派遣社員の業務内容を変更することはできますか

原則として、派遣契約で定めた業務内容の変更は認められません。
「派遣先は、派遣契約の定めに反することのないように適切な措置を講じること」が規定されています(派遣法第39条)。
ただし、どうしても派遣契約内容の変更が必要な場合、またはその可能性がある場合には派遣元にご相談ください。業務内容の変更には、契約内容の見直しや契約を再度取り交わすことが必要となる場合があります。また、契約期間中の変更には、最終的に派遣社員も含めた三者間での合意が必要となります。

当社の都合で、派遣社員の勤務日を急遽休みに変更することは可能ですか

派遣契約で定めた契約内容(就業日)を、派遣先の都合で休みに変更することはできません。
もし、派遣先の都合で派遣労働者を休業させる場合には、その休業分についてはご請求をさせていただいております。

派遣社員の契約更新や契約条件の変更について、派遣先から派遣社員に直接話してもよいですか

派遣社員の契約更新や契約条件の変更について、派遣先から派遣社員に対して直接お話しされることはおやめください。
派遣社員の労働条件は、雇用主である派遣元との「雇用契約」によって決められています。そのため、派遣社員と雇用関係にない派遣先が、派遣社員の契約条件の変更や契約更新の意思確認を行うことは、派遣先と派遣社員の間に雇用関係があると誤解される恐れがあります。

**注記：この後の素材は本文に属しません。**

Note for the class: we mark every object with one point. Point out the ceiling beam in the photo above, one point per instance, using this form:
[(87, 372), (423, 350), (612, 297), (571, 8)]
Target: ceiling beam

当社の都合で、派遣契約を途中で解約することは可能ですか

原則として、契約の中途解約はできません。
派遣法においては、「労働者派遣の役務の提供を受けるものは、派遣労働者の国籍、信条、性別、社会的身分、派遣労働者が労働組合の正当な行為をしたこと等を理由として労働者派遣契約を解除してはならない」と規定されています(派遣法第27条)。
ただし、やむを得ず中途解約を行おうとする場合には、派遣先は以下の措置を講ずることが2012年10月の派遣法改正により義務化されました(派遣法第29条の2)。

  • 派遣元の合意を得ることはもとより、あらかじめ相当の猶予期間をもって派遣元に解除の申し入れを行うこと。
  • 派遣先の関連会社での就業をあっせんする等により、派遣労働者の新たな就業機会の確保を図ること。
  • 派遣労働者の新たな就業機会の確保を図ることができない場合には、少なくとも中途解除により派遣元に生じた損害の賠償を行うこと。
  • 派遣元と十分に協議した上で適切な善後処理方策を講ずること。
  • 派遣元から請求があった際は、中途解除を行った理由を派遣元に対して明らかにすること。

派遣契約を派遣先の都合で解約せざるを得ない事態が発生した場合には、関連法規の趣旨に沿って派遣先と誠意協議のうえ対処させていただいております。